Teleradiology providers promoted their services in the exhibition hall during JFR. Photo courtesy of Dr. Robert Lavayssière.

Time spent on teleconsultations long ago passed two hours per day and is approaching four hours, according to Dr. Hubert Ducou le Pointe, head of radiology at the University Hospital Armand Trousseau in Paris and an active member of G4, a nonprofit association gathering all the actors in French radiology, including SFR, the teaching universities, the national federation of independent radiologists, and the hospital radiology groups.

"The number of tools has exploded, along with the number of consultations demanded," he said. "People are getting lost in all the tools being installed and the confusion that comes with different systems for local, regional, national, and international requests for consultation. And there is always this constant pressure for speed," he said.

In the current calm before the next-generation high-speed networks are connected, Neuenschwander said the number of requests flooding her email inbox is already more than can be reasonably managed. There are still colleagues good enough to select images of concern, she said. "If they want me to look at 20 images, then I will find 20 emails in my box, each with an image attached."

Dr. Sylvia Neuenschwander
Radiologists at the Curie Institute are overwhelmed with requests for a second opinion, said SFR President Dr. Sylvia Neuenschwander.

Ducou le Pointe agreed that the nonselection of images with indiscriminant downloading to a consulting radiologist is a recent source of frustration. Requests arrive with a deceptively simple link to a patient file, he said, and when opening it, radiologists find three sets of CT scans each with 3,000 slices.

Teleradiology networks are also introducing greater transparency into teleconsultations, breaking down a culture of collegial collaboration. SFR guidelines fail to address the rights of patients in teleconsultations, according to Dr. Liliane Ollivier, a radiologist at the Curie Institute. Yet French law clearly describes the rights of a patient to be informed of the results, told who the expert consultant is, and given a guarantee about the quality of the consultation.
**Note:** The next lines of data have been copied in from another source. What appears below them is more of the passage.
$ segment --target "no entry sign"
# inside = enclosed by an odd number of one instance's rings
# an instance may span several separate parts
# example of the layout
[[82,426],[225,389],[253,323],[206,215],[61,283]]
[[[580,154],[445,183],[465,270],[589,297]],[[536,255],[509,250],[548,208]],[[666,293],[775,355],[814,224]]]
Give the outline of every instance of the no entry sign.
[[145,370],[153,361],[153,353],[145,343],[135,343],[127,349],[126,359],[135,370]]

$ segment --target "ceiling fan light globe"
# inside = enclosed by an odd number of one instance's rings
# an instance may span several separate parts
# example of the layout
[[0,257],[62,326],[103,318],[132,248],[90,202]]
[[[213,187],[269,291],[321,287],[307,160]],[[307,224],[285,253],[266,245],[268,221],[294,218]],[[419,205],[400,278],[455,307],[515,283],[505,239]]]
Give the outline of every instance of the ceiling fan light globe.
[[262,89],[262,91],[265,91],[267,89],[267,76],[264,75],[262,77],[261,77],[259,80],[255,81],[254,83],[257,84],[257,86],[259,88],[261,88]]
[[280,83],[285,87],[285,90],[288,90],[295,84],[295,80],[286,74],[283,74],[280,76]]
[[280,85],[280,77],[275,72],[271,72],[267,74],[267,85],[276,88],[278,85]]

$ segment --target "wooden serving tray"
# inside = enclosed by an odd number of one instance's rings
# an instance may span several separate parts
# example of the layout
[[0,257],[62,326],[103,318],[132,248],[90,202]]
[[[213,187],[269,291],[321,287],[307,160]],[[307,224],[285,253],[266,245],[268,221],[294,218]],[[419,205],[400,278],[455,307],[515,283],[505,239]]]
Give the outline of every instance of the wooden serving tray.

The records of the consultation and all responses must be stored in the patient's record, of which the patient is the custodian in France.

Opening new networks will increasingly bring a greater number of actors into the content of teleconsultations, she cautioned. And with consequences that cannot yet be appreciated for the patient, the radiologist, and the healthcare system, as she demonstrated in three cases of teleradiology that went wrong.